There will always be a mix
When the author asked the reader to what outcome this situation will occur I immediately thought of my hometown of Houston. Both parts spoken of in the article are seen. Near downtown there are very rich parts known as River Oaks and Memorial City and in the suburbs rich areas such as Sugar Land have formed. The same is true for very poor parts such as the wards near downtown and poor neighborhoods north of Memorial City. North of Houston in Spring and Cypress there are also poor neighborhoods. There will always be a mixture of poor and rich neighborhoods in both the city and suburbs because of what people want. Some very successful people live close to Houston so they can be near work. Some rich people live far out in the suburbs to be on acres of land and also be within driving distance of work. Poor neighborhoods will shrink and grow through time based on commercial developement of the area. At Memorial City, interstate 10 used to be a dividing line between rich and poor neighborhoods, but as time has passed companies have bought land on the poor side and began developing. The developement has raised the land value of corresponding neighborhoods causing gangs to move out. At the same time Willowbrook mall, a suburban area northwest of Houston was a hotspot that many people of different levels of wealth attended. As time passed more gangs and crimes occurred. The mall has the nickname "willowcrook". The only way the suburbs would be low income families is if enough companies were able to buy all the downtown lands and develope it for upper class families.
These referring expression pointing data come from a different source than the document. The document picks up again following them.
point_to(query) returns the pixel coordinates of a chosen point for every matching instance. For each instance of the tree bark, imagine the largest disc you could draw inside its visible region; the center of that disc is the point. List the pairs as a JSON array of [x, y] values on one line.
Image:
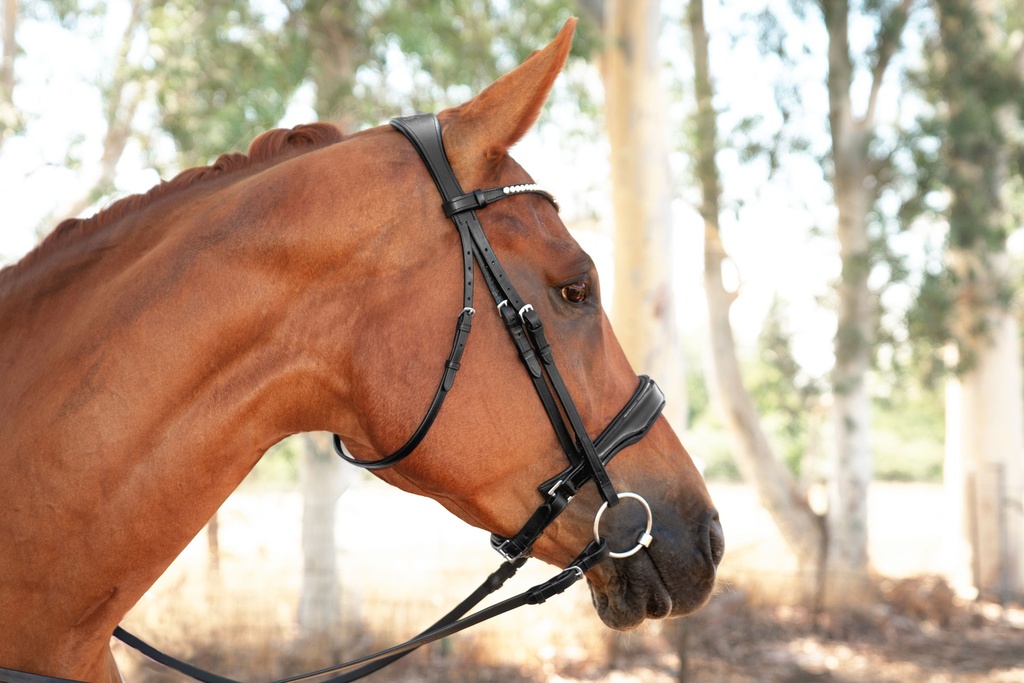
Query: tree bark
[[644, 306], [985, 407], [777, 489], [855, 190]]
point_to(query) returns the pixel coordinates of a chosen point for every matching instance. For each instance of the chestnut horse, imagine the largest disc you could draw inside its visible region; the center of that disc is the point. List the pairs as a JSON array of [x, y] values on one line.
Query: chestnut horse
[[152, 353]]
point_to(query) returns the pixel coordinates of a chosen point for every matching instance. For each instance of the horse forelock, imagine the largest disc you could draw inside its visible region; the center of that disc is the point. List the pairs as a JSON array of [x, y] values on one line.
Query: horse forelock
[[269, 147]]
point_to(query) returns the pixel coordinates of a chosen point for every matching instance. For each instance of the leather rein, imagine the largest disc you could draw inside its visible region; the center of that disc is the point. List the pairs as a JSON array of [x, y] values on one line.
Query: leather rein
[[587, 458]]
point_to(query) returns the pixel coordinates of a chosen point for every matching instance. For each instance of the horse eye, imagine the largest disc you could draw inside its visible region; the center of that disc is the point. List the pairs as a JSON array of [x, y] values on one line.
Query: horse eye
[[577, 292]]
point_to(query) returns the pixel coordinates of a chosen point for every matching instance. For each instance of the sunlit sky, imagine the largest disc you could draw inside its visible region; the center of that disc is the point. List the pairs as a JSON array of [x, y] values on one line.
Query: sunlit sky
[[769, 237]]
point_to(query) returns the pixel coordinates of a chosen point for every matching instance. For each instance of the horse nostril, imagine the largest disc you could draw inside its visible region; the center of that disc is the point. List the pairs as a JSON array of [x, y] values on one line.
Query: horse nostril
[[715, 539]]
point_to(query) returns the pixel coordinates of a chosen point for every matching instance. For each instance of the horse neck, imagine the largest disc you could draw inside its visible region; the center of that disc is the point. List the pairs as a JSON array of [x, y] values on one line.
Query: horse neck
[[183, 351]]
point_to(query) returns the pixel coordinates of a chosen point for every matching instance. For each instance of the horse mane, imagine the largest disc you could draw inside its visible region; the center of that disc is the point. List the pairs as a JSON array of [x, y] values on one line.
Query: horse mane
[[269, 147]]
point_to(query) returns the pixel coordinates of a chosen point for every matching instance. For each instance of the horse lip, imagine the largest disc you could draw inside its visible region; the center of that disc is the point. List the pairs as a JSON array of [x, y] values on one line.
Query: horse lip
[[647, 598]]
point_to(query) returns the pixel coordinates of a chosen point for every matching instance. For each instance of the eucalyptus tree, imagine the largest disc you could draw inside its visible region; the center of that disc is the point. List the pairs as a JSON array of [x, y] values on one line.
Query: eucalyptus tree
[[970, 162], [856, 164]]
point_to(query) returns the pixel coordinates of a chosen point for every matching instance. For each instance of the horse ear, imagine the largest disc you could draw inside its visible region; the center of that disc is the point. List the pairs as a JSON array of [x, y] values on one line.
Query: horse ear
[[496, 119]]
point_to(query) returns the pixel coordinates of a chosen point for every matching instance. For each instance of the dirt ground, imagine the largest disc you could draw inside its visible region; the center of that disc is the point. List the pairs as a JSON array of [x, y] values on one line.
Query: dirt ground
[[403, 560]]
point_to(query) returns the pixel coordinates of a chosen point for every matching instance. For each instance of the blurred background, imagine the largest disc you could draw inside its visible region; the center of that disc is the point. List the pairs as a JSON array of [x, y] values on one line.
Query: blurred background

Just a little more to think about.
I agree almost completely with the comment above. However, I would also like to point out that while some neighborhoods are generally rich or poor, this can be more or a generalization than a rule. Take for example the wards of Houston. I know lots of families who are doing quite well for themselves but prefer to live in the wards, rather than in the suburbs. They like being in a mostly black environment where there parents grew up and where their children will grow up. They like giving back to the community and they like being close to everything that the city of Houston has to offer, like the medical center for example.
Also I would like to point out that if companies are buying land on poorer sides of town and making it hard for poorer people to live there; those people a lot of time are going to the suburbs, where lower income housing is more widely available than most people would think.